What's the fascination in TV advertising with those who sport a British or Australian accent?
This isn't an anti-UK post, bloke, but I must protest.
Seems there must have been some market research done, that says us Yankees are more inclined to yank out our credit card or rush to the nearest big box store if we hear said items being hawked by those who hail from across the pond or Down Under.
How else to explain the influx of voices I am hearing lately on the telly?
Before, the tack du jour was to yell. That's all. Just simply shout EVERYTHING YOU WANTED TO SAY IN HOPES THAT VOLUME WOULD TRUMP COMMON SENSE.

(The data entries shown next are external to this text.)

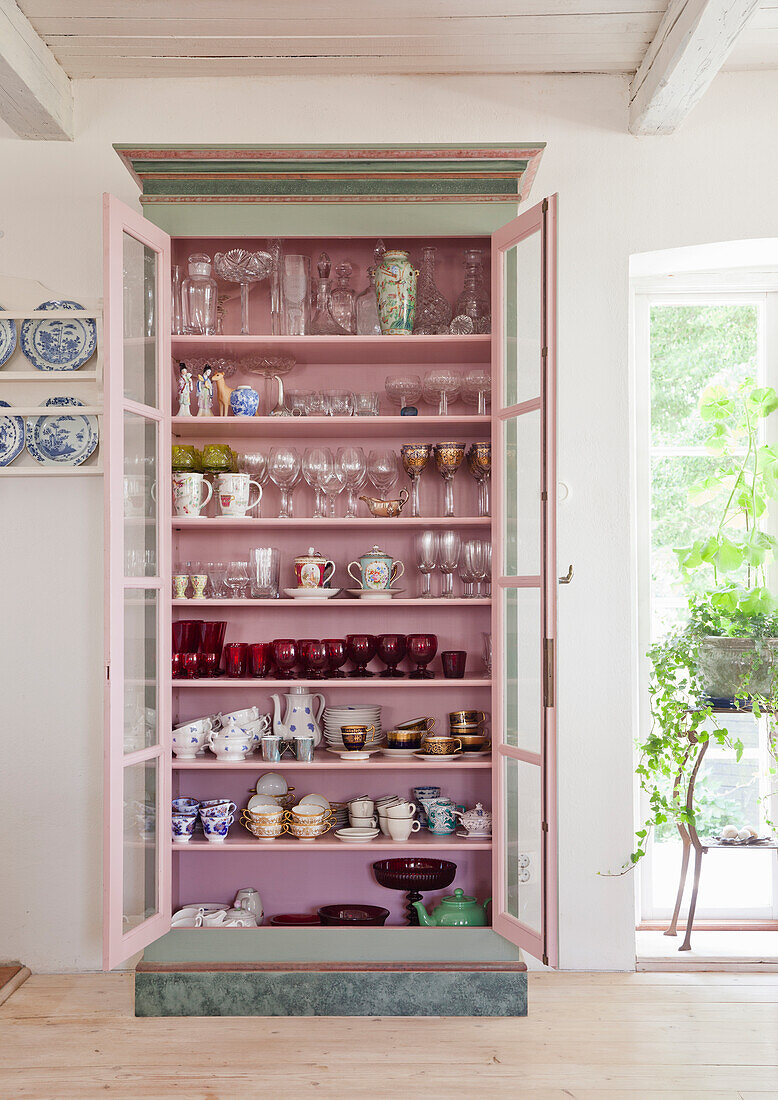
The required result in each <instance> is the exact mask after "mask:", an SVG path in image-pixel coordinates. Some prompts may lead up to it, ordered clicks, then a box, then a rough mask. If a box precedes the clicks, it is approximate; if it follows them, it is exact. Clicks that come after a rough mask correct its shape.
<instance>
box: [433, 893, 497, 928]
mask: <svg viewBox="0 0 778 1100" xmlns="http://www.w3.org/2000/svg"><path fill="white" fill-rule="evenodd" d="M491 900H492V899H491V898H487V899H486V900H485V901H483V902H481V901H476V900H475V898H470V897H468V894H465V892H464V890H459V889H457V890H454V892H453V893H452V894H447V895H446V898H443V900H442V901H441V902H440V904H439V905H438V906H437V908H436V909H434V910H432V915H431V916H430V915H429V913H428V912H427V910H426V909H425V908H424V905H423V904H421V902H420V901H415V902H414V909H415V910H416V912H417V913H418V915H419V924H420V925H421V926H423V927H425V928H462V927H468V928H476V927H479V928H480V927H483V925H484V924H485V923H486V905H489V903H490V902H491Z"/></svg>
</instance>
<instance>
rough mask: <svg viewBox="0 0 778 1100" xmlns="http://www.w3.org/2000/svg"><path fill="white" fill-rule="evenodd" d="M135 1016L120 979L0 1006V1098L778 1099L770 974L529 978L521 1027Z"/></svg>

The late Billy Mays yelled at us, as he sold us on those great TV offers. He was hardly the first TV pitchman to literally "give a shout out."
Now it's not so much shouting as it is the apparent allure of the British or Australian accent.
You may not be aware of what I'm talking about, but give the TV commercials these days a listen.
There's the GEICO gecko, for example. The dude selling us the Magic Bullet food chopper. And many others.
We've always been battling those British Invasions. They haven't really stopped for all that long since the music version of the 1960s.
Did you see who's replaced the venerable Larry King on CNN, following Larry's retirement?
It's none other than Piers Morgan, another British import.
I think we as Americans are still fascinated and charmed by the British dialect and demeanor.
Two words: Cary and Grant.
Was there anyone on the silver screen more suave and charming and debonair than the famed actor Grant?
But back to the advertising on TV.
Piers Morgan: The latest British invader, and Larry King's successor
I can see the impact someone like Cary Grant would have on our psyche, but I confess to not being moved by a British accent when I'm being sold goods.
I remember when the comedic actor John Cleese (Monty Python) did radio and TV voice-overs for Callard and Bowser, a British candy company. They were fun to listen to, but because it was John Cleese and John Cleese is freaking hilarious.
It wasn't because Cleese is British.
Again, I'm not angry or crying foul here. It's just something I've noticed.
The advertising execs apparently have been told by someone that they have a better chance of selling goods and services if the person doing the voice-over spells labor "labour."
Then again, it's better than all that yelling.